The increasing rates of self-harm among young people, as well as increases in methods of self-harm associated with higher lethality underline the need for interventions to reduce risk of repeat self-harm and suicide among this population. We were primarily interested in examining trends in rates of self-harm; however, further research to examine patterns of repeat self-harm according method is warranted. Previous research has reported that boys who have harmed themselves are at particularly high risk of suicide [39] therefore, increasing rates of self-harm among young males are of particular concern. Presentations to hospital as a result of self-harm provide an opportunity to provide appropriate referral and treatment options for those who have engaged in self-harm. It has previously been established that the majority of adolescent self-harm does not result in hospital attendance [40]. Therefore, opportunities to prevent suicidal behaviour in primary and post-primary settings as well as building resilience may be effective in reducing rates of self-harm in this group [1, 24]. In terms of treatments for self-harm among children and adolescents, there are indications of positive effects for therapeutic assessment, mentalisation and dialectical behaviour therapy. However, further evaluation using randomised controlled trials is warranted [41].

Strengths and limitations

We used data from the National Self-Harm Registry Ireland, which is a national system for the monitoring of hospital-treated self-harm. This has allowed us to examine national rates of self-harm among young people in Ireland and trends over a 10-year period. The Registry uses standardised definitions and inclusion criteria, and data are collected by trained data registration officers. Cases are only recorded if there was a clear intention to self-harm. In some circumstances this can be difficult to determine (for example, among children). Because of this, and due to small numbers, we limited our sample to 10–24-year-olds. It is likely that extent of alcohol involvement in self-harm presentations reported here is an underestimate, as it was dependent on the information being recorded by the attending clinician. We did not have access to more detailed clinical data regarding hospital presentations involving self-harm, such as psychiatric history, psychiatric diagnoses or levels of suicidal intent. Future research to explore how levels of suicidal intent vary according to demographic characteristics as well as method of self-harm would be important. Future research may also examine the clinical management and treatment pathways for young people attending hospital following self-harm. As studies using data on hospital presentations reflect trends in this help-seeking population only, further community-based research is needed to examine whether the trends we have observed reflect changing rates of self-harm in the general population.

Conclusion

Trends in rates of self-harm have been reported to be consistent with trends in suicide rates [1, 41]. Therefore, data on self-harm by young people constitute a sensitive indicator of suicide risk and incidence of mental ill-health in the population.
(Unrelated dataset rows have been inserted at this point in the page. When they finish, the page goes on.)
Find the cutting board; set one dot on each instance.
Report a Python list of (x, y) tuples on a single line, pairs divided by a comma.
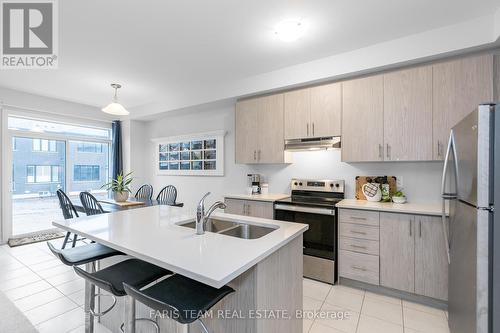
[(361, 180), (123, 204)]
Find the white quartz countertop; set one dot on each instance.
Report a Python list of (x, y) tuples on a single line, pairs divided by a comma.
[(153, 234), (408, 208), (271, 197)]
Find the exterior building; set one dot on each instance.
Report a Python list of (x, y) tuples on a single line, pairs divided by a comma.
[(39, 166)]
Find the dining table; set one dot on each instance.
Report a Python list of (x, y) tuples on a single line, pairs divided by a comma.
[(110, 207)]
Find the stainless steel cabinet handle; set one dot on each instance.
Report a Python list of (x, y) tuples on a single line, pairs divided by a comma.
[(358, 246), (359, 268)]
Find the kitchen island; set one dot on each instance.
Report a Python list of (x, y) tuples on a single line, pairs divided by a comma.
[(265, 272)]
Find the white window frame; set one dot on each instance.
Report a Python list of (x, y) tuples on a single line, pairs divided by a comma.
[(218, 136)]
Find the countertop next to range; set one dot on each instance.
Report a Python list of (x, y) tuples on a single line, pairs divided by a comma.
[(270, 197), (406, 208)]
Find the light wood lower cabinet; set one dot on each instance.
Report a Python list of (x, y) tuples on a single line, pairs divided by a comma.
[(397, 251), (263, 209), (431, 262)]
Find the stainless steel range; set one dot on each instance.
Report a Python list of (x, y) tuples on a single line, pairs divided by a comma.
[(313, 202)]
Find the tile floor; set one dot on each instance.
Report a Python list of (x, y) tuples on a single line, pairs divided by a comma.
[(46, 291), (366, 312), (51, 296)]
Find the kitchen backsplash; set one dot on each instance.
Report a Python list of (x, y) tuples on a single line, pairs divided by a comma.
[(420, 181)]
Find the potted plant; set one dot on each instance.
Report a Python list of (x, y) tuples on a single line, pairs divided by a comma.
[(120, 186)]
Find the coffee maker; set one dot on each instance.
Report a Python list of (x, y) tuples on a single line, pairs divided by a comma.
[(254, 183)]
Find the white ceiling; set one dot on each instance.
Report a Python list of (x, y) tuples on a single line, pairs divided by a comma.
[(172, 50)]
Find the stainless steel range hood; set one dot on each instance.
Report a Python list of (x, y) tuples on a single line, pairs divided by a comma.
[(313, 143)]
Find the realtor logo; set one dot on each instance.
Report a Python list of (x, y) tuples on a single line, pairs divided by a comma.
[(29, 34)]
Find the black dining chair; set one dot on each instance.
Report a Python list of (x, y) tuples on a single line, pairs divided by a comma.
[(145, 192), (69, 212), (168, 196), (90, 204)]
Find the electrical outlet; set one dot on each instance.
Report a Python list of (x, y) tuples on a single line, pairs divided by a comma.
[(399, 182)]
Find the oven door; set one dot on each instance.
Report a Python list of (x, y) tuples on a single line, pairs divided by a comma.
[(319, 239)]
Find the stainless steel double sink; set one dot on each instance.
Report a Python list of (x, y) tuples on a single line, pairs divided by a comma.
[(233, 229)]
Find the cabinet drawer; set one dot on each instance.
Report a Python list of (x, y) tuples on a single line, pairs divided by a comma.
[(359, 217), (358, 231), (360, 267), (359, 245)]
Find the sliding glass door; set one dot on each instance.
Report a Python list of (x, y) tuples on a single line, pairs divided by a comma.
[(38, 171), (48, 156)]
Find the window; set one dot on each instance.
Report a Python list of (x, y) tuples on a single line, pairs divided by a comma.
[(44, 145), (42, 173), (85, 147), (86, 173), (197, 154), (41, 126)]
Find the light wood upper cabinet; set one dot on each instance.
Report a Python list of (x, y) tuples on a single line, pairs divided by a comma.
[(459, 87), (259, 131), (270, 134), (397, 251), (408, 115), (297, 114), (363, 119), (326, 110), (431, 262), (313, 112)]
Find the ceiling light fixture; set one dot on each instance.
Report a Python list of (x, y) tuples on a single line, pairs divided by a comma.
[(289, 31), (114, 107)]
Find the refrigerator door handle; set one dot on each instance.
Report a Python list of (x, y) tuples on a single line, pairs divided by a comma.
[(450, 150), (448, 196)]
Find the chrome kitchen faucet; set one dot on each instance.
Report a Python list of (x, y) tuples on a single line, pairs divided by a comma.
[(201, 217)]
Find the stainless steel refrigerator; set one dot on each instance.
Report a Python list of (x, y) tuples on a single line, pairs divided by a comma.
[(469, 188)]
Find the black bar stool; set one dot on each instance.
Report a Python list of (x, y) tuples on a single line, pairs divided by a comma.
[(168, 196), (145, 192), (84, 255), (182, 299), (69, 212), (90, 204), (134, 272)]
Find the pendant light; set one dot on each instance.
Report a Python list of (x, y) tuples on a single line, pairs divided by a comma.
[(114, 107)]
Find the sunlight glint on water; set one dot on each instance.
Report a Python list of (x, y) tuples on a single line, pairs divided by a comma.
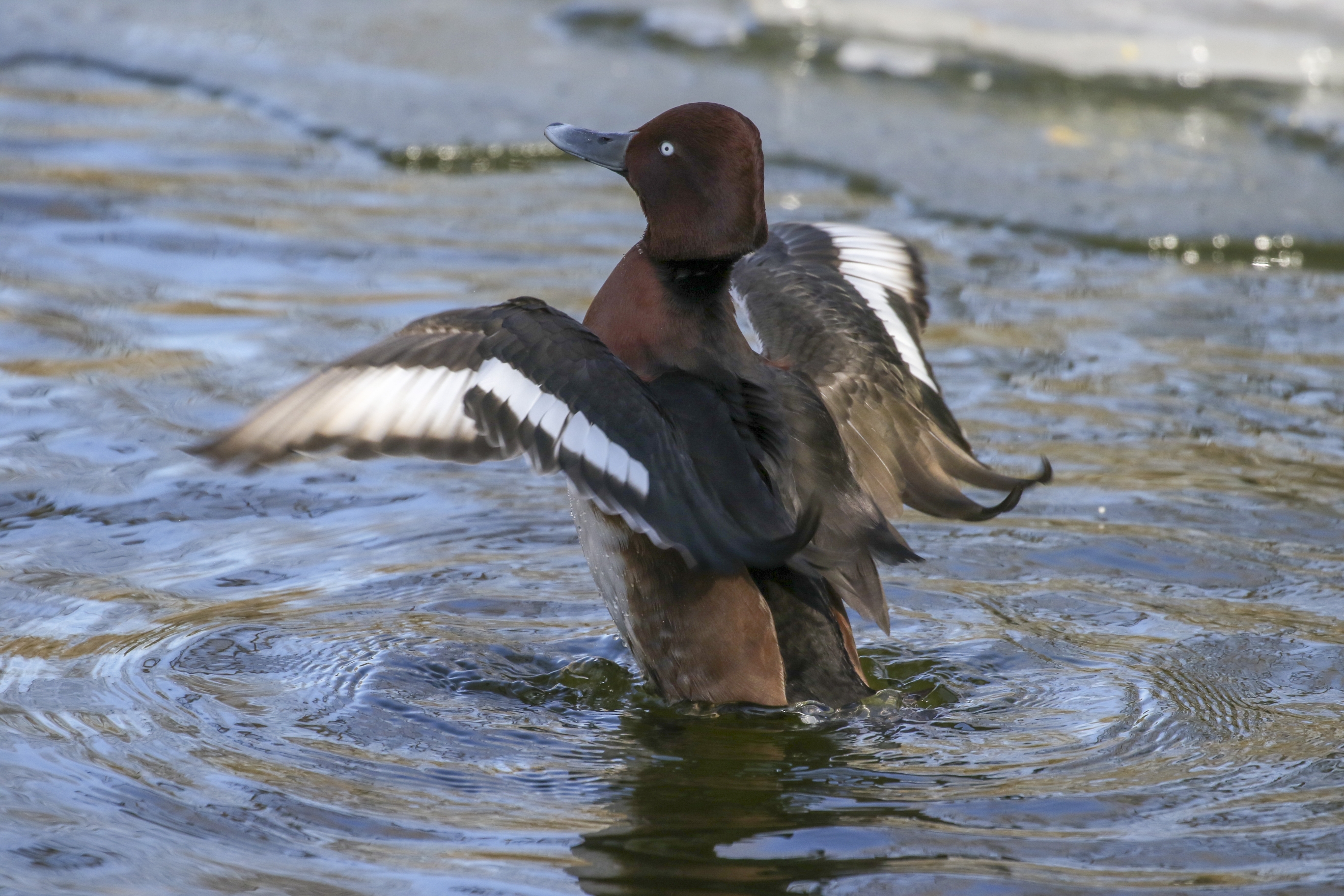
[(397, 676)]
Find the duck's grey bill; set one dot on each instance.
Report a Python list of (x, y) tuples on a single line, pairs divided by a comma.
[(607, 149)]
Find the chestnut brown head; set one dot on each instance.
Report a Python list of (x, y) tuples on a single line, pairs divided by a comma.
[(698, 171)]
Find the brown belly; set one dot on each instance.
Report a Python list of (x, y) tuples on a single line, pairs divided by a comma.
[(698, 636)]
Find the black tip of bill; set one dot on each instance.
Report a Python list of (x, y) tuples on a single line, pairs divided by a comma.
[(607, 149)]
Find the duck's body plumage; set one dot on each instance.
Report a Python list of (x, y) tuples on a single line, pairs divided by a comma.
[(730, 502)]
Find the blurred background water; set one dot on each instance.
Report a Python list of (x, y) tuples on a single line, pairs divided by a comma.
[(397, 676)]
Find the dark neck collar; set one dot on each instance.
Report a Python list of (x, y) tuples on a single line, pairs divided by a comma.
[(695, 281)]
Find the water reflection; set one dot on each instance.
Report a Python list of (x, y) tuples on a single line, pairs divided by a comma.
[(398, 677)]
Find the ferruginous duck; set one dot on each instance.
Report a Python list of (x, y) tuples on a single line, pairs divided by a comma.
[(740, 414)]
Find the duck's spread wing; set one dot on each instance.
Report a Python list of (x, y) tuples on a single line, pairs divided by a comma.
[(521, 378), (846, 306)]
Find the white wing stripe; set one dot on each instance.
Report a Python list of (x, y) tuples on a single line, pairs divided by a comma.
[(874, 262), (420, 403), (375, 403), (618, 464), (745, 321), (382, 414), (597, 449), (447, 420), (877, 297), (576, 433)]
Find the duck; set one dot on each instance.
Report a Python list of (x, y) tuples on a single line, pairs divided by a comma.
[(740, 416)]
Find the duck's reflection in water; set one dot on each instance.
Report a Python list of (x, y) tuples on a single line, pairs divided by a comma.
[(702, 786)]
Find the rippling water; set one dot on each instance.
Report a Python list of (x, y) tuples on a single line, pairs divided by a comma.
[(397, 676)]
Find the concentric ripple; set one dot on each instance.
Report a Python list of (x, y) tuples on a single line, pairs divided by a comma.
[(397, 677)]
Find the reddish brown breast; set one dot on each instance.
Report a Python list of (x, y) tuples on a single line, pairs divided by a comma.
[(631, 313)]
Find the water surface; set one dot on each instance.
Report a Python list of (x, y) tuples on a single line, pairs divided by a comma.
[(397, 676)]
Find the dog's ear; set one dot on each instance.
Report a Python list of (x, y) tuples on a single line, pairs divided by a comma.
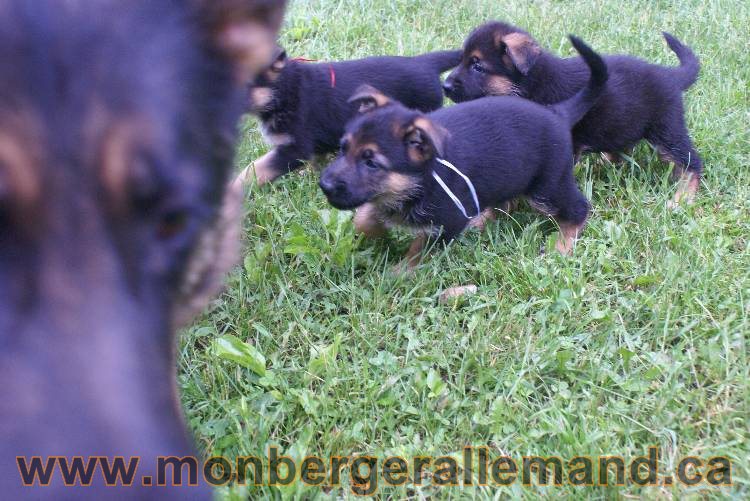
[(521, 50), (368, 98), (243, 31), (424, 140)]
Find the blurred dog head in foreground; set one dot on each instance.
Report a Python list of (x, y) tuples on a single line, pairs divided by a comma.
[(117, 131)]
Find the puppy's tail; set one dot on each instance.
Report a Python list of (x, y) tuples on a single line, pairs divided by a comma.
[(443, 60), (577, 106), (687, 72)]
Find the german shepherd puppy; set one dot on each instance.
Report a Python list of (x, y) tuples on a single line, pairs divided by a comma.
[(641, 101), (507, 147), (304, 107), (117, 131)]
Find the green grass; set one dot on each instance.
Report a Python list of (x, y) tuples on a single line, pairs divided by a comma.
[(639, 339)]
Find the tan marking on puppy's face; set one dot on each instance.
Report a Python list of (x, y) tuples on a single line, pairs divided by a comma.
[(521, 49), (244, 31), (425, 140), (569, 234), (498, 85), (688, 185)]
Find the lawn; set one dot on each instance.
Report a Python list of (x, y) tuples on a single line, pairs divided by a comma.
[(639, 339)]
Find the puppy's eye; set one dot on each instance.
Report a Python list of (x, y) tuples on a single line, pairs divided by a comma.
[(369, 158)]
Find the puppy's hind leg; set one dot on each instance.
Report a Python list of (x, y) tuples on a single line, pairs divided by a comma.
[(566, 204), (674, 145)]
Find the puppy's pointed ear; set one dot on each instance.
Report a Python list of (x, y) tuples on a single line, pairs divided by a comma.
[(243, 32), (368, 98), (424, 140), (521, 51)]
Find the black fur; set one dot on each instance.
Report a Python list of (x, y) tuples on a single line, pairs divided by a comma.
[(118, 121), (309, 101), (641, 100), (507, 146)]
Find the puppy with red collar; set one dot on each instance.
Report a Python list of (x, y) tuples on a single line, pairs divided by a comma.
[(303, 106), (437, 173)]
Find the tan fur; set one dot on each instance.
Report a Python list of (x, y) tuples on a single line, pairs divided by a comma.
[(436, 135), (214, 256), (499, 85), (398, 183), (687, 183), (244, 31), (520, 47), (688, 186), (568, 235), (368, 222), (19, 176)]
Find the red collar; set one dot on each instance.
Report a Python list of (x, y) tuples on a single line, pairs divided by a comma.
[(330, 68)]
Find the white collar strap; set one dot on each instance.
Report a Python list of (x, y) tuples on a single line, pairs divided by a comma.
[(453, 195)]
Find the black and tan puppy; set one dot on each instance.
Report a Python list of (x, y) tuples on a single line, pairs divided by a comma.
[(507, 147), (304, 107), (641, 101), (118, 121)]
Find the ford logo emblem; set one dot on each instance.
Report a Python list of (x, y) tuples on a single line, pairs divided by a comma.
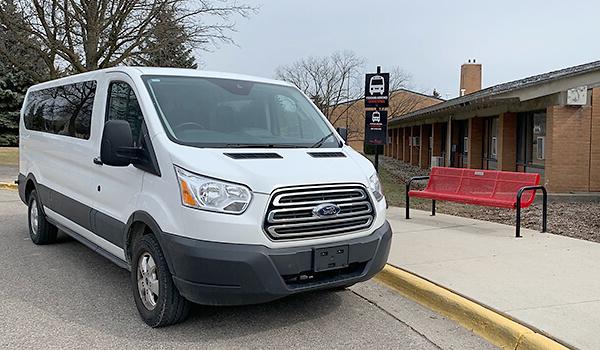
[(326, 209)]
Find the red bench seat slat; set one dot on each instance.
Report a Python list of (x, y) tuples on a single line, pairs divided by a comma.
[(480, 187)]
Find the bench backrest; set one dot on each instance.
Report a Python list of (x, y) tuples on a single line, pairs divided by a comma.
[(501, 185)]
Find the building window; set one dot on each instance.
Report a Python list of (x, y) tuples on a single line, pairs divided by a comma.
[(531, 135)]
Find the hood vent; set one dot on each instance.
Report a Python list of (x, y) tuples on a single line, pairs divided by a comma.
[(253, 155), (327, 154)]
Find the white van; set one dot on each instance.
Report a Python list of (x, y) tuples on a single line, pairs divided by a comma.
[(210, 188)]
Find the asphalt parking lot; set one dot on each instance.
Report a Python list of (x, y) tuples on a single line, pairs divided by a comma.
[(66, 296)]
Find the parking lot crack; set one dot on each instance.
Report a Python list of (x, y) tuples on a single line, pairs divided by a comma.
[(395, 318)]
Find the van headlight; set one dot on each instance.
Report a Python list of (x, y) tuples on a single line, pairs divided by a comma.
[(375, 187), (210, 194)]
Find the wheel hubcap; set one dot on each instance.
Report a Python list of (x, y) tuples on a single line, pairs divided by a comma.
[(147, 281), (33, 217)]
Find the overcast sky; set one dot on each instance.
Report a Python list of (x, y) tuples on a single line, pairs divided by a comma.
[(428, 39)]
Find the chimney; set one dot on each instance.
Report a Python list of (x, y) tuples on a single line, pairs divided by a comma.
[(470, 77)]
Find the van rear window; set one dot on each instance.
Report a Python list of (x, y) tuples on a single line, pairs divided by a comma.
[(63, 110)]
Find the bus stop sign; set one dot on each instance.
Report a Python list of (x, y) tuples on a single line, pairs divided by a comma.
[(376, 127), (377, 90)]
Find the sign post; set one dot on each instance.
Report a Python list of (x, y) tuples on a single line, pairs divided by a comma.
[(377, 86)]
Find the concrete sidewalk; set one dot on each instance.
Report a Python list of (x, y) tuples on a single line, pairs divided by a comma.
[(549, 282)]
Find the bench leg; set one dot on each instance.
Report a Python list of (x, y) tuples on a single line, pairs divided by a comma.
[(544, 211), (518, 220), (407, 201)]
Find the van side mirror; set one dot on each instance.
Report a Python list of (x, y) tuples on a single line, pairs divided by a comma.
[(117, 148), (343, 132)]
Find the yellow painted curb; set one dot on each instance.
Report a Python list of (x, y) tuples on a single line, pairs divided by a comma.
[(8, 186), (496, 328)]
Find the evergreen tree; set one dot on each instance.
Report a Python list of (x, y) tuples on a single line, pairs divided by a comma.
[(168, 46)]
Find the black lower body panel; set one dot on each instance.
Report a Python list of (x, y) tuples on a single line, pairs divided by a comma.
[(234, 274)]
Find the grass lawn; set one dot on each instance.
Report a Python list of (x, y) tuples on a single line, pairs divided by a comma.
[(9, 156), (393, 188)]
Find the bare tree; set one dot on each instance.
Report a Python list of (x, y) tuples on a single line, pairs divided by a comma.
[(83, 35), (329, 81), (336, 85)]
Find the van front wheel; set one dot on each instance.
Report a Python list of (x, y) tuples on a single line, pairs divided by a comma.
[(40, 230), (157, 299)]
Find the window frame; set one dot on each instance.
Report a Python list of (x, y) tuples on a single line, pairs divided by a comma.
[(107, 107), (54, 89)]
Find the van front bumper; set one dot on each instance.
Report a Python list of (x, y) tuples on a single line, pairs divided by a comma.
[(213, 273)]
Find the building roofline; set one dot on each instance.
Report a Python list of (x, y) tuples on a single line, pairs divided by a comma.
[(504, 88)]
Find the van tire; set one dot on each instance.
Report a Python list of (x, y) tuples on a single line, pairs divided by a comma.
[(169, 306), (40, 230)]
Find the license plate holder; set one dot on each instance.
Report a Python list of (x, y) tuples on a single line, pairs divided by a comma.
[(330, 258)]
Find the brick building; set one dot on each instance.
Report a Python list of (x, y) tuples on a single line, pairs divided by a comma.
[(548, 123), (351, 115)]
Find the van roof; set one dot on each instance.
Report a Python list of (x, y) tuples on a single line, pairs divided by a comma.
[(133, 71)]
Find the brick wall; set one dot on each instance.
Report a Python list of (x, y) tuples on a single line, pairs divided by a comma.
[(414, 150), (595, 149), (507, 142), (424, 159), (438, 147), (400, 143), (567, 167), (475, 143)]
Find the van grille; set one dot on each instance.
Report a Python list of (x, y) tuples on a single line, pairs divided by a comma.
[(290, 214)]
Our findings in relation to the sharp increase in rates of self-harm for those aged 10–14 and 20–24 years are, therefore of particular concern. The increasing use of highly lethal methods of self-harm among young people is of great concern. Both universal prevention programmes and appropriate referral and treatment options are crucial to address the needs of young people in the key transition stages between childhood and adolescence and adolescence and adulthood.